Creating a Value Calculator for Financial Decision-Making

Intro

Building a business case at Visa required navigating complex financial models, fragmented inputs, and manual calculations, making it difficult for teams to clearly articulate value to clients.

This project focused on designing a net-new value calculator that transforms complex financial logic into a structured, guided experience, enabling users to build, validate, and communicate business cases with clarity and confidence.

My role

As the lead UX designer, I owned the end-to-end design of the value calculator from concept to delivery.

I worked closely with product and engineering to define the structure of the experience, translating complex financial logic into a step-by-step flow.

I also partnered with stakeholders to align on how value should be modeled and presented, and collaborated with UX research to validate usability and ensure the experience worked for users with different levels of expertise.

❋ No existing product or interaction model

Onboarding was spread across Excel sheets, PDFs, and disconnected forms owned by different teams, leading to duplicated data entry and no single source of truth.

❋ Complex financial models

Incomplete or incorrect submissions resulted in repeated communication between issuers and internal teams, slowing down onboarding and increasing effort on both sides.

❋ Structuring an inherently non-linear problem

Building a business case involves multiple paths (new vs existing customer, different products, different value drivers), making it difficult to create a clear and guided flow.

❋ Making outputs understandable and actionable

Calculated results needed to clearly show value while still being transparent enough for users to trust and explain them to stakeholders.
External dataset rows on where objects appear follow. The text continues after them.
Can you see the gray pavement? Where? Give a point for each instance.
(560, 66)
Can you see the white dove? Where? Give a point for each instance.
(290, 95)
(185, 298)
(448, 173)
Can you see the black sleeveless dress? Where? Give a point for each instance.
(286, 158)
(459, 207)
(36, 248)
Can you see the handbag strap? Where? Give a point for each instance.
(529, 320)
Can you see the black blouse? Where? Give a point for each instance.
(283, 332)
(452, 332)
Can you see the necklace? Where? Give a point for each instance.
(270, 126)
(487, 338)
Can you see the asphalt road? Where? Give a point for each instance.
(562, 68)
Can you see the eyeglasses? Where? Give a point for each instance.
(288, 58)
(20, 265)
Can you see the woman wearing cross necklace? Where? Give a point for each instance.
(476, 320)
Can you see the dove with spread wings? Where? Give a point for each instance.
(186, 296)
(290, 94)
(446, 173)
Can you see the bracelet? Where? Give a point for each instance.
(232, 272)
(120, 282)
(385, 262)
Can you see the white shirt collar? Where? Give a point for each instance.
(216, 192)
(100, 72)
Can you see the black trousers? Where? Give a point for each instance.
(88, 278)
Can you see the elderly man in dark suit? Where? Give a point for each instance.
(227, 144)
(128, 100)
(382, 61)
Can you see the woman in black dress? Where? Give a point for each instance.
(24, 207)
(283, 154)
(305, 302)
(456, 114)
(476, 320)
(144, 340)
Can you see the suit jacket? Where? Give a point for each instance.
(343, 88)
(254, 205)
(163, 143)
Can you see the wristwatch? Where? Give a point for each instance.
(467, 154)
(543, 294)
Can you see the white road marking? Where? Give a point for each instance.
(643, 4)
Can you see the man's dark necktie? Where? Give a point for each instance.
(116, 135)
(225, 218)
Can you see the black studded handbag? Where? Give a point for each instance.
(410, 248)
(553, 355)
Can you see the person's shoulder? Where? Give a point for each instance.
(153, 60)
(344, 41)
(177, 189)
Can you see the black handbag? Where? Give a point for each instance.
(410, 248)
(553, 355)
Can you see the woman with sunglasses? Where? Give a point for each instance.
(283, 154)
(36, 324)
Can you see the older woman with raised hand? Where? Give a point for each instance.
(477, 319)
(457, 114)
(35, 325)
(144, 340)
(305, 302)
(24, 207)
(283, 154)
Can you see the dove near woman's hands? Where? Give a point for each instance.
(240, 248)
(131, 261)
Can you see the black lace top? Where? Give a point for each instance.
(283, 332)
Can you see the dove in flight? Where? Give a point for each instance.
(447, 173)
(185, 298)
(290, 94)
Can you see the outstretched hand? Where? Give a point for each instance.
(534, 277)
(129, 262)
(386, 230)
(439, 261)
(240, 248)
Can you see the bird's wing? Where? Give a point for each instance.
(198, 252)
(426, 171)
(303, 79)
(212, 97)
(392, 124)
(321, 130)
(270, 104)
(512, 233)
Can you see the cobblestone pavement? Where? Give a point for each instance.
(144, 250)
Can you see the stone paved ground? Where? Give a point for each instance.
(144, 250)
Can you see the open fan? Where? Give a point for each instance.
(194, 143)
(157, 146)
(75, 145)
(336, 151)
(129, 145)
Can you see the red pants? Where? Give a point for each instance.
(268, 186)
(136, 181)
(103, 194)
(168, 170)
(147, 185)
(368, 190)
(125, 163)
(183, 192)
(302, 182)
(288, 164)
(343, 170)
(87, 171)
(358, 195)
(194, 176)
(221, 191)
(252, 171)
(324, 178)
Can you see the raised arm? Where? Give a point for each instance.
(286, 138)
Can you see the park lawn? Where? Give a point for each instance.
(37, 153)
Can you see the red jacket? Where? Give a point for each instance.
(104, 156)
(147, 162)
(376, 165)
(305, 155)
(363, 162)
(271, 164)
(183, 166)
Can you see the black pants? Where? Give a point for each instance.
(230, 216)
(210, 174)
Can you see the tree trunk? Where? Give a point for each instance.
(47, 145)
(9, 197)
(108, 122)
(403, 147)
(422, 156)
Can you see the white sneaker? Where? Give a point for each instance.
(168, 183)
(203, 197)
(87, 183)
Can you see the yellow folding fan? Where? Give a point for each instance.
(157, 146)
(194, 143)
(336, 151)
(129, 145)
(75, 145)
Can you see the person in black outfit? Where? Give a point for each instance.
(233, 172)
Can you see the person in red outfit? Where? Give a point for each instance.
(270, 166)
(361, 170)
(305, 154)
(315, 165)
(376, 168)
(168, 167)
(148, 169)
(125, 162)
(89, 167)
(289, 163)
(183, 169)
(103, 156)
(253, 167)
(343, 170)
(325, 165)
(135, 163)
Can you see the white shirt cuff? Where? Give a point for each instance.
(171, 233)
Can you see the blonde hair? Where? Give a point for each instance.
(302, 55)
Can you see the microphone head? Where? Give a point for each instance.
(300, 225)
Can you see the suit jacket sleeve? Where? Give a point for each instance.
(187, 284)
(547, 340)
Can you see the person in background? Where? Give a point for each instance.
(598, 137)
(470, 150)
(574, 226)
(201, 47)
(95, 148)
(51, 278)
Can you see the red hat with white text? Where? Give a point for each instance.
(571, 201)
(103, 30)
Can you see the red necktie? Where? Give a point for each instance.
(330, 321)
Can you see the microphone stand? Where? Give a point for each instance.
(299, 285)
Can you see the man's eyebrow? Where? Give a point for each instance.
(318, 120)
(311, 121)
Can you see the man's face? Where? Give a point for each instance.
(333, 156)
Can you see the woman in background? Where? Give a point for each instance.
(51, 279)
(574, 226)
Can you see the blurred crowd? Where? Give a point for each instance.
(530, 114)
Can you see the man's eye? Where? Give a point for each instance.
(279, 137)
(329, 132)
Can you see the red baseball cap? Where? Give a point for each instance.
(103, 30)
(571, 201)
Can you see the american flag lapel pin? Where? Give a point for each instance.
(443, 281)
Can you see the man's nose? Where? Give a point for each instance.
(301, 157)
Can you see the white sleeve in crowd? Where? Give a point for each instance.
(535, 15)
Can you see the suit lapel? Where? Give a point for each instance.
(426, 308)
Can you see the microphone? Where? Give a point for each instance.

Designed a structured, step-by-step experience that guides users from inputs to outcomes while supporting flexible business case creation.

Challenges

Solution

Key decisions in the experience


Clear entry points based on user intent

Instead of forcing a single flow, I introduced two clear paths, creating a new business case or validating an existing one, helping users quickly orient themselves based on their goal.



Guided flow with progressive steps

Broke down the experience into structured steps (customer details, values, calculation, investment, etc.), allowing users to move through complex inputs in a controlled and understandable way.

Simplified input of complex metrics

Grouped related financial inputs (e.g. payment volume, transaction mix, revenue drivers) into logical sections, making complex data easier to input and reason about.

Supporting multiple paths to build value

Designed flexible pathways where users can either start from value statements or specific solutions, accommodating different ways teams approach building a business case.


Connecting inputs to outcomes

Structured the calculation view to clearly show how inputs translate into outputs, helping users understand and communicate the resulting value.

The value calculator transformed a complex, manual process into a structured and scalable product experience, enabling teams to build and communicate business cases more efficiently.

It reduced reliance on manual calculations, improved clarity of financial outputs, and created a foundation for future decision-support tools within the platform.